If you disagree with the church in some way (support gay marriage, don’t believe in the true presence in the Eucharist, don’t believe that contraception is a sin, etc) can you still be a real Catholic? Can you call yourself a real Catholic if you disagree with a fundamental teaching of the church?
I was just reading something today that said something like 25% of Catholics believe in transubstantiation and about 87% believe that you don’t have to believe in all Catholic teachings to be a Catholic. What do you think?

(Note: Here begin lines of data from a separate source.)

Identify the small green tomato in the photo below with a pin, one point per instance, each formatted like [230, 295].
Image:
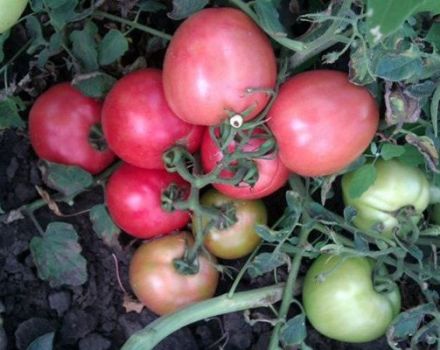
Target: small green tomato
[397, 185]
[341, 303]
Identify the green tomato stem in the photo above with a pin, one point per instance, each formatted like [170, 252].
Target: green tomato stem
[434, 194]
[289, 289]
[150, 336]
[136, 25]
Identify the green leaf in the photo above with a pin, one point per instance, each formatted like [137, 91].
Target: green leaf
[389, 151]
[57, 256]
[266, 262]
[151, 6]
[411, 156]
[385, 17]
[84, 47]
[3, 37]
[398, 66]
[112, 47]
[103, 225]
[185, 8]
[294, 331]
[268, 16]
[95, 85]
[35, 31]
[68, 180]
[9, 113]
[361, 180]
[44, 342]
[61, 12]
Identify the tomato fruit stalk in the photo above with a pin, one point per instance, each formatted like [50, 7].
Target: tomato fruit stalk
[396, 186]
[232, 241]
[61, 124]
[340, 300]
[156, 281]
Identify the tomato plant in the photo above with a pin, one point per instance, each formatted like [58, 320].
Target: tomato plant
[134, 201]
[230, 241]
[63, 125]
[213, 59]
[322, 122]
[138, 123]
[340, 300]
[10, 12]
[272, 174]
[396, 186]
[156, 281]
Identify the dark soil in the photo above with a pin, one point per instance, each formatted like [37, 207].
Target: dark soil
[92, 316]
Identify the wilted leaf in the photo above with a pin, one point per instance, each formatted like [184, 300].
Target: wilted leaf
[68, 180]
[385, 17]
[411, 156]
[112, 47]
[84, 47]
[361, 180]
[294, 331]
[185, 8]
[400, 106]
[103, 225]
[426, 147]
[57, 256]
[44, 342]
[96, 84]
[132, 305]
[407, 323]
[266, 262]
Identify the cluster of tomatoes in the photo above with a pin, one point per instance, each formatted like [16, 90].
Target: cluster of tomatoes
[219, 69]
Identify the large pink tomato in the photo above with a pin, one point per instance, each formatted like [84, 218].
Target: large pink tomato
[134, 201]
[272, 174]
[138, 123]
[61, 129]
[213, 59]
[322, 122]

Through baptism, we indeed become members of the Church, the Mystical Body of Christ. Baptism confers an indelible spiritual mark on the soul of his belonging to Christ. But baptism requires a profession of faith. In the case of adults, this is done personally by the one being baptized. In the case of infants, this profession of faith is made through the God parents. Now faith is a “theological virtue by which we believe in God and **all **that he has said and revealed to us, and the Holy Church proposes for our belief, because he is truth itself.” (Catechism of the Catholic Church, #1814). Consequently, if you disagree or disbelieve a teaching of the Church such as on homosexual marriage, the true presence of Christ in the Eucharist, contraception, etc., you are commiting a sin against faith. Such a sin could be mortal whereby one would become a dead member of the Church. In other cases, it may be only venial. But in all cases it is an offense against God.
The 87% of catholics ( it is questionable whether this percentage is true or not) you mention that believe you don’t have to believe all catholic teachings simply do not know their faith and they are sinning against the virtue of faith.